A quick note about Mon-El: The show made an overt effort to guide us down a road. Alex told Kara that the confusion over Mon-El is making her pour her efforts into other aspects of her life to shore them up and make up for the uncertainty. But, until that moment, it seemed like the other way around. Alex has a life outside of her sister, Winn and James are their own heroes, and the only person that was still willing to follow Kara into the dark was Mon-El. Kara likes to be liked and he likes her. So it makes sense that Kara would initially have no feelings for Mon-El until exactly the time he admitted to have feelings for her. Maybe it's just because I haven't bought into her and the Daxamite, but I like it way better when they're feuding siblings rather than awkward almost lovers.
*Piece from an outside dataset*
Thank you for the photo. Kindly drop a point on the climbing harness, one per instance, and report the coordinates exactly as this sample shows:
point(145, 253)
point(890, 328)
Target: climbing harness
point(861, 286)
The only way it makes sense is that these are two people that understand what it means to be among the last of their kind. It is a profound loneliness but Kara's seems so much more complicated. She didn't just narrowly dodge a space plague of planet fragments by happening upon an escape pod. She didn't make it off Krypton by her own wits and survival skills. She was elected to leave. She was rocketed out to space while the rest of her family perished together. There's a twisted way to look at that like your family thought you were the daughter and sibling no one needed to see in their final moments. She was left to rot in space while the rest of her family met their maker together.

In equal measure, she was also tasked with being helpful. Whereas Kal-El was given no instructions for what to do on Earth (it's really hard to engage with babies about truth and justice), Kara was given a mission as a dying wish. So she has this obligation to service while feeling this complicated emotional sting of being sent away. And, of course, she doesn't always think about her family the same way a daughter might feel about being sent to boarding school by cold parents, but the feeling of being the last daughter of Krypton is still there. She lived. They perished. She has a cousin who only knows Earth. She's alone with her memories of a place that has been wiped from time.

So it makes sense that her dedication to serving the squishy humans with powers she didn't ask for would be so strong and so wrapped up in this deep-seated emotional baggage. It's these kinds of things that make a Kryptonian character interesting. Through all their strength and invincibility, they can still be vulnerable. It's not all punching contests and unwavering self-righteousness. They're also fractured and struggling to understand the universe. And so, yes, the White Martian might accuse Supergirl of being a fragile little snowflake with her whining and her feelings but that frailty and honesty of character is what connects her to the world and connects us to her.

Also: screw a White Martian. Those guys are just the living worst.